Monday, January 27, 2014

What inovations in military warfare occured during World War I?

Innovations in warfare that occurred during World War I:


Submarine warfare: The Germans introduced submarine warfare in 1915.  Germany used submarines both to try to break Britain's blockade of Germany and to blockade Britain.  Germany's submarines nearly won the war for her, but submarine attacks made the American people so mad that they supported President Wilson's desire to enter the war on Britain's side; the American navy became very decisive in the blockade of Germany.  Without the ability to trade, provisions  and raw materials for industry gave out, so that the German people became demoralized and the German army could not be adequately supplied.  Previously, submarines had been very little used in warfare, because they had been too primitive and too few in number.


Gas attack was new: The German's introduced the practice of using artillery shells filled with poison gas to bombard an enemy position before the German infantry attacked that position.  The British did not have so many gas shells as the Germans; one use the British made of their gas shells was to fire against German artillery, because this made the Germans put on their gas masks, and it was hard to work the guns with gas masks on.


By 1918, German infantrymen were trained to probe for and penetrate weak points in the enemy's lines and then to send reserves to exploit those points.  Previously, infantrymen had been trained to try to crush the enemy's strong points, and reserves had been used to reinforce places on the line where they were being beaten back by the enemy.  The new tactic was to follow the line of least resistance in order to penetrate through the enemy's line, to get behind the enemy, and to surround the enemy, and to do this rapidly.  Before this time, the tactic had been to overrun the enemy from the front.  (The Germans employed this new manuever more successfully in World War II than they did in World War I.)


On 15 September 1916, in the Battle of the Somme, the British put the first tanks into action.  Two years later, they organized before Amiens, the first great armored breakthrough of modern warfare.


The use of the machine gun in World War I put into the hands of each small machine gun crew, the firepower of 40 riflemen.  The machine gun had been used in previous wars, but it was too primitive and few in number to be of much significance in those wars.  In World War I, the machine gun changed the nature of warfare, making infantry attacks across open ground very deadly and frequently unsuccessful.  The infantry stayed in trenches most of the time for protection from the machine gun.

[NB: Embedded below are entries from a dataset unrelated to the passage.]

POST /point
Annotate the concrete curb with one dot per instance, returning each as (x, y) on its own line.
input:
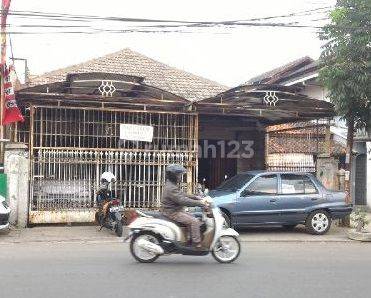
(359, 236)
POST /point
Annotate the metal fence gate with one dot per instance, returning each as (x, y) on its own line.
(71, 147)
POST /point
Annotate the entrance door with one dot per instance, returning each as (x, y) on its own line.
(257, 204)
(214, 163)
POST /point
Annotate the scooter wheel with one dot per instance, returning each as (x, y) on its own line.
(138, 253)
(226, 249)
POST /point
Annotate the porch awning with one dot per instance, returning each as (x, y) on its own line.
(271, 104)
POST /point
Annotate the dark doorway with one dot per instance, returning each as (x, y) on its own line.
(215, 163)
(360, 180)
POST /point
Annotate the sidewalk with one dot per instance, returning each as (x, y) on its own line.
(91, 234)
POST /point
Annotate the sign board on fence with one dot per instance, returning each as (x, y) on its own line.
(135, 132)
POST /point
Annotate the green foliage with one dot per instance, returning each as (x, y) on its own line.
(345, 59)
(359, 219)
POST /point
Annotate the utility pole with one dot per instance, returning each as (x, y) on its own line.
(26, 73)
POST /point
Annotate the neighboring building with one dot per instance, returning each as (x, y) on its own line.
(76, 118)
(303, 73)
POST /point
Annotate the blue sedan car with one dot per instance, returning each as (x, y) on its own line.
(279, 198)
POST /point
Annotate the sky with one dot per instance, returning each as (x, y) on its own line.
(229, 56)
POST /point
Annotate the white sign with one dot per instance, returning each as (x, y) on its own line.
(134, 132)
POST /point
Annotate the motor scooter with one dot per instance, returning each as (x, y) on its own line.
(113, 219)
(152, 236)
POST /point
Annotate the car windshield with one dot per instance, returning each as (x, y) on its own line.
(236, 182)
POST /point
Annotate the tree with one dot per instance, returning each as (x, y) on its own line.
(345, 67)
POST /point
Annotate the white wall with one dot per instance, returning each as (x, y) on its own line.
(368, 145)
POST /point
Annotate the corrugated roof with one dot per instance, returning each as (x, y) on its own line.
(282, 71)
(157, 74)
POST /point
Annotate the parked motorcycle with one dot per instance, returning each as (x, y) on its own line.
(113, 219)
(152, 236)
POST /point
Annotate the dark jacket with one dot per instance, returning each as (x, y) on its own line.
(173, 199)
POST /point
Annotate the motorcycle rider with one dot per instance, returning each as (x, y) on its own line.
(104, 195)
(173, 201)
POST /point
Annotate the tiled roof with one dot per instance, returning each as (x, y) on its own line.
(157, 74)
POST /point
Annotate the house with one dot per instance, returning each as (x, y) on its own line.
(78, 120)
(303, 73)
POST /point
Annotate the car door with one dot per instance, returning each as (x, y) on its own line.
(297, 192)
(257, 203)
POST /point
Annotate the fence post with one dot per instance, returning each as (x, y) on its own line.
(17, 168)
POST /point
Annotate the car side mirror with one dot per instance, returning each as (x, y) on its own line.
(245, 193)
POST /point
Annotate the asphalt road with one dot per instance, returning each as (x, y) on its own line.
(263, 270)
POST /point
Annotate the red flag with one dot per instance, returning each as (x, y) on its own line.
(11, 112)
(4, 12)
(5, 4)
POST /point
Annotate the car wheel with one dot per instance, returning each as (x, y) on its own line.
(289, 227)
(227, 218)
(318, 222)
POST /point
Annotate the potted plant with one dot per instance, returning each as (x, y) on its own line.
(359, 222)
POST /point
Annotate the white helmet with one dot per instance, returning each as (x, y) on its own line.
(108, 176)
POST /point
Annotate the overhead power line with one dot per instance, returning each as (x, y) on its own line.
(145, 25)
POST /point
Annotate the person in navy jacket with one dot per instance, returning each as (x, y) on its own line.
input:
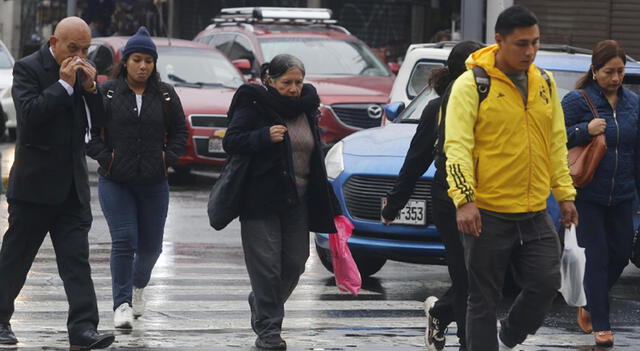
(605, 204)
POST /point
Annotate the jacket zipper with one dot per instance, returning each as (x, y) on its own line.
(615, 168)
(164, 163)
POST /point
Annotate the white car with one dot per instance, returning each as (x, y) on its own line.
(6, 80)
(418, 62)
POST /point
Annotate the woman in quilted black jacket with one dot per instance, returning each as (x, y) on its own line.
(145, 133)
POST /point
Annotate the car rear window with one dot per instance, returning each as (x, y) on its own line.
(326, 56)
(5, 59)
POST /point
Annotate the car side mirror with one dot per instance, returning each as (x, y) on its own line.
(102, 78)
(394, 67)
(392, 110)
(243, 65)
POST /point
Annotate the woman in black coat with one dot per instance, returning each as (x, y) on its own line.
(145, 133)
(286, 194)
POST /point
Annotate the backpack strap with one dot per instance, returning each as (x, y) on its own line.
(483, 83)
(546, 77)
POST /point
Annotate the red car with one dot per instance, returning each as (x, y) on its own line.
(204, 79)
(352, 83)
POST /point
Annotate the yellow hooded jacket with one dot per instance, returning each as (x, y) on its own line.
(505, 156)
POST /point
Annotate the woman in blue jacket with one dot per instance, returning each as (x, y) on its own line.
(605, 205)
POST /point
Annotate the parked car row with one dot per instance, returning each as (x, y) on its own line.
(353, 84)
(361, 175)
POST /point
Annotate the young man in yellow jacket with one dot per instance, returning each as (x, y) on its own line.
(504, 155)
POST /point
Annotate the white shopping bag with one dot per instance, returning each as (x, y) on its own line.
(572, 270)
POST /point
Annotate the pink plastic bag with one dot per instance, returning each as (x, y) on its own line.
(344, 267)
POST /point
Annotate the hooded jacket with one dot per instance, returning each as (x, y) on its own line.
(504, 155)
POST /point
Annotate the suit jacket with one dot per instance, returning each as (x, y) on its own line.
(50, 145)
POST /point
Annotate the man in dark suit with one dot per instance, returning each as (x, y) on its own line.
(54, 92)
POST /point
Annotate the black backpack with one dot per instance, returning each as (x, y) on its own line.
(483, 84)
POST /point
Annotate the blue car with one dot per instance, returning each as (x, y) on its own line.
(364, 166)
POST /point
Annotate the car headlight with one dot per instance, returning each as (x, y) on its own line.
(334, 161)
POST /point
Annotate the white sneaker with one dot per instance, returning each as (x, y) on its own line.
(434, 337)
(138, 302)
(122, 317)
(502, 346)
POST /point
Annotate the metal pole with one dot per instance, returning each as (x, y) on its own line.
(71, 7)
(494, 7)
(472, 19)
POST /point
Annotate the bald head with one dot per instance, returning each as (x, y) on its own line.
(71, 37)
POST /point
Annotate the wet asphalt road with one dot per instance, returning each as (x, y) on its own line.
(197, 296)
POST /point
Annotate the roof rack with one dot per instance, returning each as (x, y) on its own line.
(292, 15)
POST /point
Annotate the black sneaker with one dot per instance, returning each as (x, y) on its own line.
(434, 334)
(272, 342)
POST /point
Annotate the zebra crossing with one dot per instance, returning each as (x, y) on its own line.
(198, 298)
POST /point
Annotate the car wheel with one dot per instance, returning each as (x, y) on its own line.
(367, 265)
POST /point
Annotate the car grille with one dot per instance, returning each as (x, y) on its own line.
(363, 194)
(202, 148)
(356, 115)
(208, 121)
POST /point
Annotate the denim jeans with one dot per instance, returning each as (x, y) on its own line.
(136, 214)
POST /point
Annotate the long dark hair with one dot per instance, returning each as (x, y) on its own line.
(119, 70)
(602, 53)
(441, 77)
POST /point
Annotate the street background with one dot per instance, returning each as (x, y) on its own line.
(197, 298)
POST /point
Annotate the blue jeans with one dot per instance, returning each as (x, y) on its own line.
(606, 233)
(136, 214)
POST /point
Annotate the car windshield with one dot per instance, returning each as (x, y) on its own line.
(198, 68)
(327, 56)
(5, 59)
(565, 81)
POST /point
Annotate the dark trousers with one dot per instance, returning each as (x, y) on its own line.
(532, 249)
(136, 214)
(452, 306)
(606, 233)
(68, 225)
(276, 248)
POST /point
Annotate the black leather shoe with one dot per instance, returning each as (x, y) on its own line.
(274, 342)
(7, 337)
(90, 339)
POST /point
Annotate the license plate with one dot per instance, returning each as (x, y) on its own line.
(413, 213)
(215, 146)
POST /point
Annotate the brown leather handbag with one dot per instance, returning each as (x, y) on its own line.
(583, 160)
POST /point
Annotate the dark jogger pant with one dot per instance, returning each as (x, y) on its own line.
(606, 233)
(452, 306)
(532, 248)
(276, 248)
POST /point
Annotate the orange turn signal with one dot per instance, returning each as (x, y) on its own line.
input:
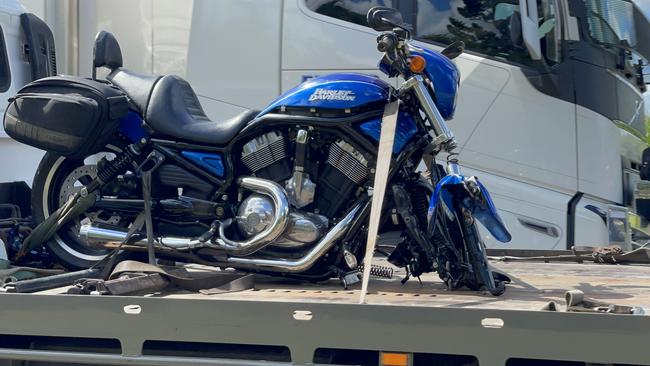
(394, 359)
(417, 64)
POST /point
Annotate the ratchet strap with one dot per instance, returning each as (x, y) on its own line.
(132, 277)
(576, 301)
(384, 156)
(212, 282)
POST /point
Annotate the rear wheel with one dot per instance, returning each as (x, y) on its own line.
(56, 180)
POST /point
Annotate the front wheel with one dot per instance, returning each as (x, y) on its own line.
(480, 276)
(56, 180)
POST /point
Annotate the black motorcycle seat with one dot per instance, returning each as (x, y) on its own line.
(172, 110)
(136, 85)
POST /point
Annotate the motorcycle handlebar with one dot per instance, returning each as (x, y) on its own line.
(386, 42)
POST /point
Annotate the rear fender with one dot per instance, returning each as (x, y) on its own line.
(456, 189)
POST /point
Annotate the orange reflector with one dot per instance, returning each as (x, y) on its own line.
(417, 64)
(394, 359)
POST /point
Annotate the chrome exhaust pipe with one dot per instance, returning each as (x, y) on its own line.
(102, 237)
(268, 235)
(306, 262)
(99, 236)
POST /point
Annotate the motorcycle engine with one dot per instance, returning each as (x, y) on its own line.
(318, 184)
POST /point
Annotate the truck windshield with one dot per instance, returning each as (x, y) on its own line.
(611, 21)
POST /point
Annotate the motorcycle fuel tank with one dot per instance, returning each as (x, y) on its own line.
(333, 91)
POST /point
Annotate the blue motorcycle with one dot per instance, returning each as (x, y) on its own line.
(284, 191)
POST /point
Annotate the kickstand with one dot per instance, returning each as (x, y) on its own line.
(408, 276)
(146, 195)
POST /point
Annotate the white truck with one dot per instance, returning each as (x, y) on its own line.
(551, 111)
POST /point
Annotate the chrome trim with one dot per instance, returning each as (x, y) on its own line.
(269, 234)
(99, 236)
(306, 262)
(444, 137)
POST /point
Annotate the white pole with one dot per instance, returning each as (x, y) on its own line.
(384, 155)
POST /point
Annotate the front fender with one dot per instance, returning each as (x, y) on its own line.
(456, 189)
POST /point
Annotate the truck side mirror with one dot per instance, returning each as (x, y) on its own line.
(530, 28)
(106, 52)
(516, 35)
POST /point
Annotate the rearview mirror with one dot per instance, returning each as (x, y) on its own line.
(383, 19)
(516, 35)
(106, 52)
(454, 50)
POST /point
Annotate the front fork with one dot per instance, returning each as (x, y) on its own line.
(474, 196)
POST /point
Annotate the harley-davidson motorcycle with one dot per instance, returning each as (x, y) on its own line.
(283, 191)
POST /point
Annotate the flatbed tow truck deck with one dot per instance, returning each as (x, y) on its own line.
(282, 322)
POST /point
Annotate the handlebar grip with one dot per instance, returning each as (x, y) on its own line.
(385, 43)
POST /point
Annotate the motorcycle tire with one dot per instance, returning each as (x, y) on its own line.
(57, 177)
(483, 278)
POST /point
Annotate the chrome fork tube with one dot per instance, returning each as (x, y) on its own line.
(444, 137)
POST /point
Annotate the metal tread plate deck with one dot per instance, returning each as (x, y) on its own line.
(406, 318)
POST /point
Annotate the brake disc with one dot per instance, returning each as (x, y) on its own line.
(73, 184)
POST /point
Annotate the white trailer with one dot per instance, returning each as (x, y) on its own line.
(552, 124)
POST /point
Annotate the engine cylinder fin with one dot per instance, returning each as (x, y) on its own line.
(348, 161)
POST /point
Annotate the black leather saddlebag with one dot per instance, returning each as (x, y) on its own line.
(73, 117)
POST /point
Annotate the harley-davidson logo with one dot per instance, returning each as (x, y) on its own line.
(325, 94)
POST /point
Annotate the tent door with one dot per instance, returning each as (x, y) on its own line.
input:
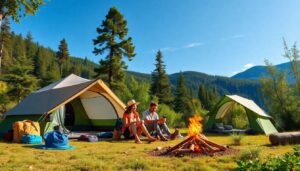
(69, 115)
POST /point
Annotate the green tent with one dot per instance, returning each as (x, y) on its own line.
(259, 121)
(75, 103)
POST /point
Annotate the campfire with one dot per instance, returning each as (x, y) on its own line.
(196, 143)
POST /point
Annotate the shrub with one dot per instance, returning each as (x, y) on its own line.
(236, 139)
(250, 154)
(289, 161)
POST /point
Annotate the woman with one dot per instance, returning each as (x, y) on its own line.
(132, 125)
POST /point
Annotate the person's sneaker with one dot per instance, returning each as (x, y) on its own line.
(179, 136)
(174, 135)
(162, 138)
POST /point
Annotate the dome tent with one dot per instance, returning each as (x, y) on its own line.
(259, 121)
(73, 102)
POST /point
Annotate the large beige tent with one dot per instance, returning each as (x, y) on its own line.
(75, 102)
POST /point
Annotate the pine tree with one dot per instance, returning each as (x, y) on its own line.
(182, 102)
(19, 47)
(30, 46)
(160, 86)
(62, 55)
(18, 8)
(3, 97)
(203, 96)
(112, 39)
(20, 79)
(281, 100)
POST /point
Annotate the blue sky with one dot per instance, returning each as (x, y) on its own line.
(218, 37)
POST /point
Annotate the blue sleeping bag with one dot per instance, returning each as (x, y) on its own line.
(31, 139)
(56, 139)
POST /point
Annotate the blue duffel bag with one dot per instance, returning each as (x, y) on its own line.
(31, 139)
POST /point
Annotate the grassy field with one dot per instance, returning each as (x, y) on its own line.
(126, 155)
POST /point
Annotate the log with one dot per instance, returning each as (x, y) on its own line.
(179, 145)
(202, 142)
(182, 151)
(215, 145)
(192, 147)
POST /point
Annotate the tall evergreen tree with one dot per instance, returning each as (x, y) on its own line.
(112, 39)
(30, 46)
(182, 102)
(5, 45)
(281, 100)
(203, 96)
(20, 79)
(3, 97)
(18, 8)
(62, 55)
(160, 86)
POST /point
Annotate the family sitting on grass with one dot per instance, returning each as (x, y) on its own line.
(133, 127)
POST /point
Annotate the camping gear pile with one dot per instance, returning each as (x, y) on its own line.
(88, 138)
(285, 138)
(27, 132)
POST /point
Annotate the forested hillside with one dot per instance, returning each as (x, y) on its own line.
(46, 70)
(224, 85)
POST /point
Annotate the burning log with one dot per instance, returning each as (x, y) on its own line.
(196, 142)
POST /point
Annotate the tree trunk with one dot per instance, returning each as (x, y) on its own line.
(1, 43)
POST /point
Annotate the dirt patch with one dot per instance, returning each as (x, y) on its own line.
(162, 152)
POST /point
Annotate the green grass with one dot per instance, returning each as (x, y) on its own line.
(126, 155)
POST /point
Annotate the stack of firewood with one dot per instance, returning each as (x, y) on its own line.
(196, 144)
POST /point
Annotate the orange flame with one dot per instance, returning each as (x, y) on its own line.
(195, 127)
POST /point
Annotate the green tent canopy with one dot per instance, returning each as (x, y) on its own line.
(75, 103)
(259, 121)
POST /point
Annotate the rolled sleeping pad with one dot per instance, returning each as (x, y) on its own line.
(285, 138)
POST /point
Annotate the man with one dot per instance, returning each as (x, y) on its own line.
(154, 123)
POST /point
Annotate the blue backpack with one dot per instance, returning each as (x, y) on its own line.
(56, 139)
(31, 139)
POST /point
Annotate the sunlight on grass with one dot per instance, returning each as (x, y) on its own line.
(126, 155)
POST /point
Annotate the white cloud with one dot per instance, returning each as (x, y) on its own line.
(192, 45)
(249, 65)
(245, 67)
(237, 36)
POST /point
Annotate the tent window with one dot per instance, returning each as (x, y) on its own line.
(70, 115)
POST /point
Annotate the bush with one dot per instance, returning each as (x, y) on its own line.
(250, 154)
(289, 161)
(236, 139)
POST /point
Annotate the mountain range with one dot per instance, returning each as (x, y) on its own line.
(257, 72)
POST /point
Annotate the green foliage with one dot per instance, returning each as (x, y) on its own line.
(18, 8)
(112, 39)
(138, 91)
(20, 79)
(237, 139)
(208, 97)
(173, 118)
(3, 97)
(160, 86)
(182, 102)
(62, 54)
(5, 45)
(250, 154)
(289, 161)
(282, 100)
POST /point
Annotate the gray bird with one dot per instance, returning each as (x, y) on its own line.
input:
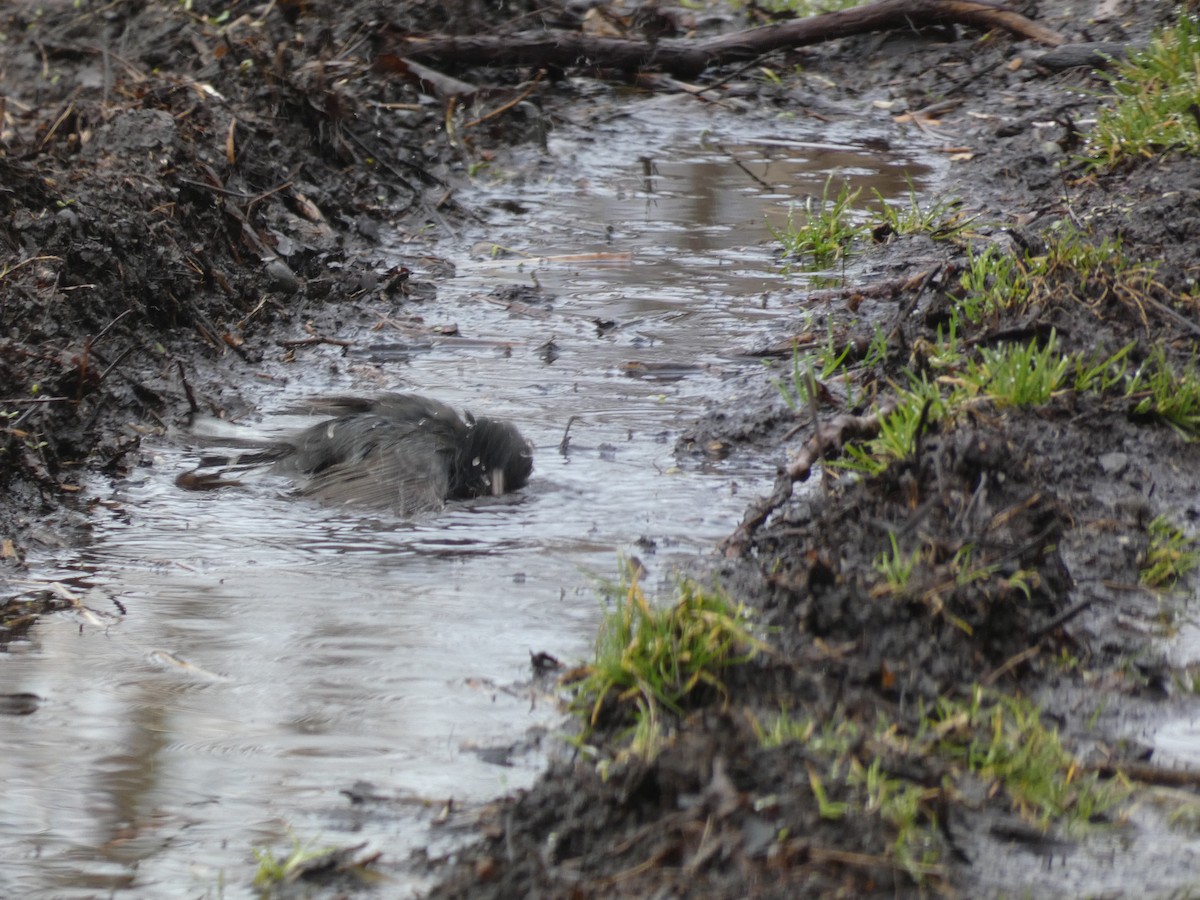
(399, 451)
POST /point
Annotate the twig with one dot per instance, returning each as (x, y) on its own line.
(508, 106)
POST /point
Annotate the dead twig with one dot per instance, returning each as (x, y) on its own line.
(828, 438)
(688, 58)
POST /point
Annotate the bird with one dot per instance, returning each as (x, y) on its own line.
(405, 453)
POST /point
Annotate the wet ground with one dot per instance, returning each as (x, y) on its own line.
(229, 666)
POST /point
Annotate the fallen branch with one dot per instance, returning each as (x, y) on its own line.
(689, 58)
(828, 439)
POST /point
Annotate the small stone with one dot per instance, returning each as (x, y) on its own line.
(282, 277)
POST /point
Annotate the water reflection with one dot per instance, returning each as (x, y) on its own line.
(253, 658)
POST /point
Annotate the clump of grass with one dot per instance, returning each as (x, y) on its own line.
(897, 568)
(1073, 267)
(274, 871)
(821, 232)
(1157, 93)
(1003, 739)
(941, 220)
(1170, 395)
(1019, 375)
(651, 659)
(834, 737)
(810, 369)
(994, 282)
(1170, 556)
(901, 804)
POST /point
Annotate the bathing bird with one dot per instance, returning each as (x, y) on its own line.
(399, 451)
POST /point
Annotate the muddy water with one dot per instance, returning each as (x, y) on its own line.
(244, 663)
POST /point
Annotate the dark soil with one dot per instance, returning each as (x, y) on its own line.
(185, 190)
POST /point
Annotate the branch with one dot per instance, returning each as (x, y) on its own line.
(689, 58)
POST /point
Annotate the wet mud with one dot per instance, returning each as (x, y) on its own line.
(199, 192)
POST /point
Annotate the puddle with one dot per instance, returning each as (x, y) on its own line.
(247, 658)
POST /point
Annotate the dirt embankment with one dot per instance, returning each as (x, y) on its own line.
(184, 185)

Indirect fire of artillery was of great significance in WW I.  At the time of the American War Between The States, artillerymen had to see what they were shooting at.  By the time of WW I, artillerymen could fire upon a target that was far out of their sight; they still required someone who could see the target, but he could now be far away from the guns, on a hill-top or near the front line, because he had a telephone and could tell the gunners how to adujst their sights so that they would hit the target.


The machine gun and the indirect fire of artillery made the battlefield such a deadly place for attacking troops, that trench warfare and stalemate (neither side making any gains) became the normal situation. 


To try to overcome the machine gun and the indirect fire of artillery and the stalemate, both sides drafted men into their armies more than any combating nations had ever done before.  Most of the able bodied, male popluation was drafted into the armies.


To supply these large armies, the whole industrial might of the nations at war was directed towards manufacturing, munitions, equipment, food, and other supplies.


Barbed wire was used to fortify lines against enemy infantry attack; I don't know if this was new in World War I, but it was extensive.


The use of fixed-wing aircraft as a weapon was probably new to World War I.  The air plane was not prominent in WW I as it was in WW II, but it was used.  In WW I, it was used first for reconnisance, then for attacking ground troops, then for bombing railroads and factories, but not in much numbers.


An article that describes a WW I battle, is Chapter 4 "The Somme, July 1st, 1916" in The Face of Battle by John Keegan, (New York: The Viking Press), 1976, pages 204-284.  D25 K43.